In Satgawan CD block in 2011, amongst the class of total workers, cultivators numbered 6,921 and formed 23.29%, agricultural labourers numbered 16,846 and formed 56.70%, household industry workers numbered 827 and formed 2.78% and other workers numbered 5,119 and formed 17.23%. Total workers numbered 29,713 and formed 39.87% of the total population, and non-workers numbered 44,807 and formed 60.13% of the population.

===Infrastructure===
There are 113 inhabited villages in Satgawan CD block. In 2011, 111 villages had power supply. 3 villages had tap water (treated/ untreated), 110 villages had well water (covered/ uncovered), 107 villages had hand pumps, and 1 village did not have drinking water facility. 7 villages had post offices, 6 villages had sub post offices, 3 villages had telephones (land lines), 46 villages had mobile phone coverage. 112 villages had pucca (paved) village roads, 6 villages had bus service (public/ private), 3 villages had taxi/vans and 23 villages had tractors. 2 villages had bank branches, 28 villages had public distribution system, 33 villages had assembly polling stations.

===Agriculture===
Large portions of Koderma district are covered with hills and forests, and only 28% of the total area of the district is cultivable land. The soil is acidic and soil erosion is a major problem in the district. Cultivation is the major occupation of the people in the district.

===Mica mining===
The mica belt in the northern part of Chota Nagpur Plateau is about 160 km long with an average width of about 25 km. It covers 4000 km2 in Koderma and Giridih districts of Jharkhand and adjacent areas in Bihar. Mica deposits were discovered in the area in the 1890s, and mica mining developed in a big way. It was exported in large quantities primarily to the Soviet Union. In the 1990s, when the Soviet Union was divided, the countries in the area stopped buying mica from India. It was a major set back for the mica industry. Moreover, the entire mica belt is located in the reserved forests. The forest conservation act was implemented in 1980. When the business was booming almost every household in the mica belt was involved in mica mining. Alternative employment opportunities are rare and so even after formal closing down of the mica mines, almost the entire community in the mica mining belt is involved in illegal mining activities. Mica continues to be in demand locally. It is mainly used in the pigmentation industry for automotive paints and cosmetics. Some other industries also use it. The entire family, including children, are involved in the illegal activity.

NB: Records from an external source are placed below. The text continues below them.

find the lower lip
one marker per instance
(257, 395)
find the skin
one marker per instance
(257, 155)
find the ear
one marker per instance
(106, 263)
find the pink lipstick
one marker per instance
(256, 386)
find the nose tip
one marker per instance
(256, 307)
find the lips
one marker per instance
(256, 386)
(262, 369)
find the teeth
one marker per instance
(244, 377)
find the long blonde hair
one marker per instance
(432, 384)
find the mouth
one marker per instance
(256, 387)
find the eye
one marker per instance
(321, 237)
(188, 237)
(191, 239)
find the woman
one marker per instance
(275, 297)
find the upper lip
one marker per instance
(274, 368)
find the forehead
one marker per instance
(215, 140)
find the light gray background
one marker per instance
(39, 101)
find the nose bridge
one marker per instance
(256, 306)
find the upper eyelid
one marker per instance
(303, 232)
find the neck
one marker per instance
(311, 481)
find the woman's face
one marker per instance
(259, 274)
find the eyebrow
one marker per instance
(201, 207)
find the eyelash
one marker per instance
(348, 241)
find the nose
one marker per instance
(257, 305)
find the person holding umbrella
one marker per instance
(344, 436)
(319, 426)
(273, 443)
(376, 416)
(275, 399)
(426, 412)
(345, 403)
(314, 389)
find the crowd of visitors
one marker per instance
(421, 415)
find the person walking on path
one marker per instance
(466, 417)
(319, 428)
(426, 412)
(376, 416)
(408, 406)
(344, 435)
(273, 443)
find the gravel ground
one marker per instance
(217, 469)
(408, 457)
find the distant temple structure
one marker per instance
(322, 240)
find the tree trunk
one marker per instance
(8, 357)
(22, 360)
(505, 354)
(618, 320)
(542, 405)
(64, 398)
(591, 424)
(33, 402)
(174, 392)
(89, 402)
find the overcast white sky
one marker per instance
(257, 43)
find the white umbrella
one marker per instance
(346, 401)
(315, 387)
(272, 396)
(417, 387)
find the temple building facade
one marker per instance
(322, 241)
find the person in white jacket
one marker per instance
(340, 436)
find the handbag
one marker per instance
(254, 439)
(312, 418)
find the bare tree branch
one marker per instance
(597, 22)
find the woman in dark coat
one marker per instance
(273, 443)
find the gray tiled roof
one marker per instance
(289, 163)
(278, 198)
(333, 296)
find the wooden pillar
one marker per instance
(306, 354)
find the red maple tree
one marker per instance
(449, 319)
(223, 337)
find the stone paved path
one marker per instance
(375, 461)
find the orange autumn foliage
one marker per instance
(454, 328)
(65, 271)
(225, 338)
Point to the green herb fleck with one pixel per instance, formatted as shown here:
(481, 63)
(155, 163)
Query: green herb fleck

===Backward Regions Grant Fund===
Koderma district is listed as a backward region and receives financial support from the Backward Regions Grant Fund. The fund, created by the Government of India, is designed to redress regional imbalances in development. As of 2012, 272 districts across the country were listed under this scheme. The list includes 21 districts of Jharkhand.

==Education==
Satgawan CD block had 14 villages with pre-primary schools, 82 villages with primary schools, 42 villages with middle schools, 6 villages with secondary schools, 2 villages with senior secondary schools, 17 villages with no educational facility.

==Healthcare==
Satgawan CD block had 2 villages with primary health centres, 57 villages with primary health subcentres, 58 villages with maternity and child welfare centres, 19 villages with allopathic hospitals, 58 villages with dispensaries, 47 villages with veterinary hospitals, 49 villages with family welfare centres, 6 villages with medicine shops.